Health financing system
A good health financing system raises adequate funds for health, in ways that ensure people can use needed services and are protected from financial catastrophe or impoverishment associated with having to pay for them. Health financing systems that achieve universal coverage in this way also encourage the provision and use of an effective and efficient mix of personal and non-personal services.
Three interrelated functions are involved in order to achieve this:
- the collection of revenues from households, companies or external agencies;
- the pooling of prepaid revenues in ways that allow risks to be shared – including decisions on benefit coverage and entitlement; and purchasing;
- the process by which interventions are selected and services are paid for or providers are paid.
The interaction between all three functions determines the effectiveness, efficiency and equity of health financing systems.
Like all aspects of health system strengthening, changes in health financing must be tailored to the history, institutions and traditions of each country. Most systems involve a mix of public and private financing and public and private provision, and there is no one template for action. However, important principles to guide any country’s approach to financing include:
- raising additional funds where health needs are high, revenues insufficient and where accountability mechanisms can ensure transparent and effective use of resources;
- reducing reliance on out-of-pocket payments where they are high, by moving towards prepayment systems involving pooling of financial risks across population groups (taxation and the various forms of health insurance are all forms of prepayment);
- taking additional steps, where needed, to improve social protection by ensuring the poor and other vulnerable groups have access to needed services, and that paying for care does not result in financial catastrophe;
- improving efficiency of resource use by focusing on the appropriate mix of activities and interventions to fund and inputs to purchase;
- aligning provider payment methods with organizational arrangements for service providers and other incentives for efficient service provision and use, including contracting;
- strengthening financial and other relationships with the private sector and addressing fragmentation of financing arrangements for different types of services;
- promoting transparency and accountability in health financing systems;
- improving generation of information on the health financing system and its policy use.
This section on Health financing system is structured as follows:
The country spends approximately 3.8 per cent of GDP on health care (including private health expenditures). Approximately 65 per cent of healthcare funds come from Government, accounting for approximately 2 per cent of GDP, while additional funding comes from development partners, the private sector and individuals.
Some mission operated health facilities and NGOs receive a large portion of their resources from Government following the declining of the global donor base. Household expenditures as percentage of total private health expenditures were estimated to have increased from 34.9 per cent to 41.7 per cent between 1998 and 2002.

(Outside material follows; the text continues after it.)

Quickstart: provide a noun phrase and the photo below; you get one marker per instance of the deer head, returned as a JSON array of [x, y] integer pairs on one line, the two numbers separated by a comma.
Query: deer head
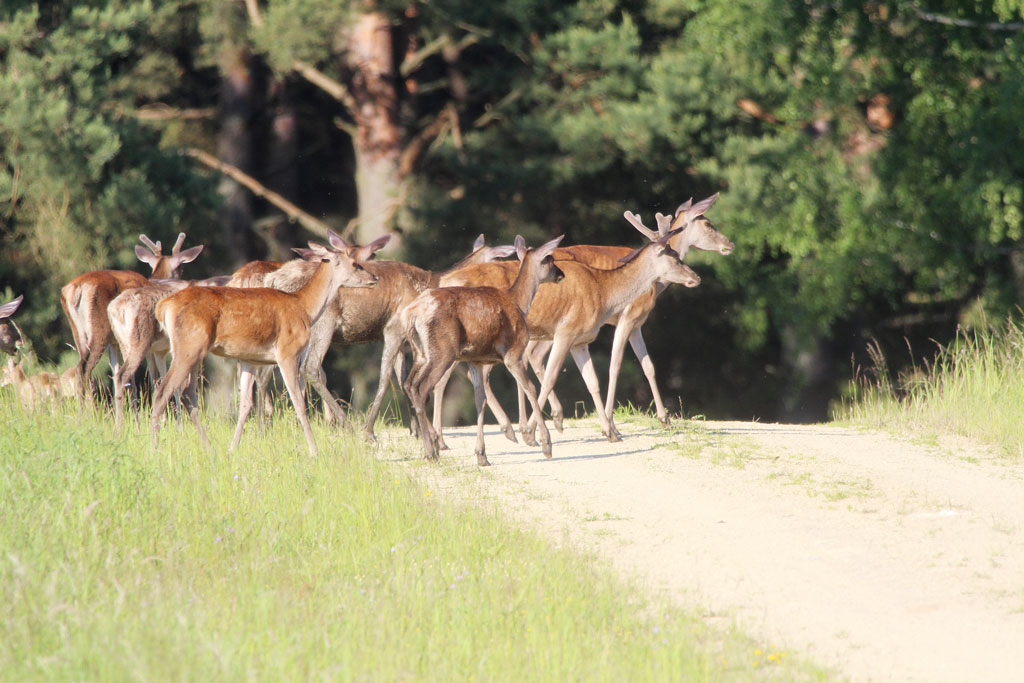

The share of Government expenditure on health has increased almost six fold in the past decade from 19 million USD$ in 1998 to 113 million USD in 2009. As a share of the total budget it translates to 7 per cent of the total Government budget in 1998 increasing to 9 per cent in 2009. Despite the significant increase in absolute figures the share of the budget allocated to health did not increase significantly as a percentage of the total budget.
The advent of the HIV/AIDS pandemic assisted the sector in drawing additional attention from policy makers in the last five years. Despite significant increases in domestic resources being channelled towards vertical programmes such as HIV and AIDS the health system was not privileged to similar benefits. Equally of note the country, experienced a significant donor fatigue especially resources supporting the health systems, while there was an upsurge for external resources supporting disease specific programmes such HIV and AIDS, TB and Malaria.
The country was not able to benefit from a number of global initiatives such as GAVI and other initiatives due to economic classification while national health indicators are poor. There is limited health insurance cover mainly for the employed minority, which enables them to access private health facilities. The SDHS 2006-07 revealed that only 8 per cent of the population is covered by any form of insurance. This shows that pooled funding including pre-payment schemes are minimal.
The government pays for health care services for patients referred outside the country for specialized services such as chemotherapy and radiotherapy. Referral expenditures have risen significantly over the years as they are estimated to well over 250 million Emalangeni for all schemes.
Healthcare financing from development partners has increased almost two folds from 2005/06 to 2009/10. These resources were specifically channelled to specific diseases such as HIV/AIDS, TB and Malaria.
Resources aimed at financing these increased from approximately US$40 million in 2005/06 to US$80 million in 2009/10. External financing of healthcare system beside disease specific programmes has not significantly increased in the sector.